Saw a video for this a while ago and thought it was an awesome idea. So far for me its working great.

00 (double ot) vegetable capsules separated 500ct $30
Osmocote® Smart Release® Plant Food Plus - 1 lb. $10

Fill tabs with Osmocote. Place one every square foot or so at bottom of tank when laying down your substrate. As the veggie tab begins to dissolve the ferts are slowly released so the establishing roots may absorb the nutrients needed. Used in my native 55 and the plants are doing increadably well. No other ferts added for the last two months now and no spike in the water column. Cheap easy and only requires a small amont of effort to accomplish.


----------



## customtanks (Oct 31, 2014)

Yea, an after awhile of replacing the tabs u end up with a bunch of little yellow fertilizer balls on the top of ya substrate cuz ya plants dont use all of it an u pull plants to put new ones or jus make space.


----------



## k zeller (Oct 9, 2014)

customtanks said:


> Yea, an after awhile of replacing the tabs u end up with a bunch of little yellow fertilizer balls on the top of ya substrate cuz ya plants dont use all of it an u pull plants to put new ones or jus make space.

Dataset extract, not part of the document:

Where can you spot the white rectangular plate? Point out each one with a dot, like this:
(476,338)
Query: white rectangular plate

All be it the truth, whereas wit hany other fert tab that many other people purchase, there are resins used to keep the nutrients on a ball shape. This resin is what is usually found like you mention. This resin is harmless and if you are doing a heavily planted tank they will hardly ever be noticable. Especially with carpeting plants...


----------



## customtanks (Oct 31, 2014)

k zeller said:


> All be it the truth, whereas wit hany other fert tab that many other people purchase, there are resins used to keep the nutrients on a ball shape. This resin is what is usually found like you mention. This resin is harmless and if you are doing a heavily planted tank they will hardly ever be noticable. Especially with carpeting plants...


The clay roottabs r the best, i think anyway but u have to use dry ferts to make em.


----------



## gar1948 (Apr 8, 2015)

How would you place these osmocote capsules in a spec 3 tank that is only 8"x8" square?


----------



## dirtmonkey (Mar 12, 2007)

gar1948 said:


> How would you place these osmocote capsules in a spec 3 tank that is only 8"x8" square?


I would just use long forceps and put in a few of the little fertilizer pellets individually. A whole capsule would be a huge concentration all in one spot.


----------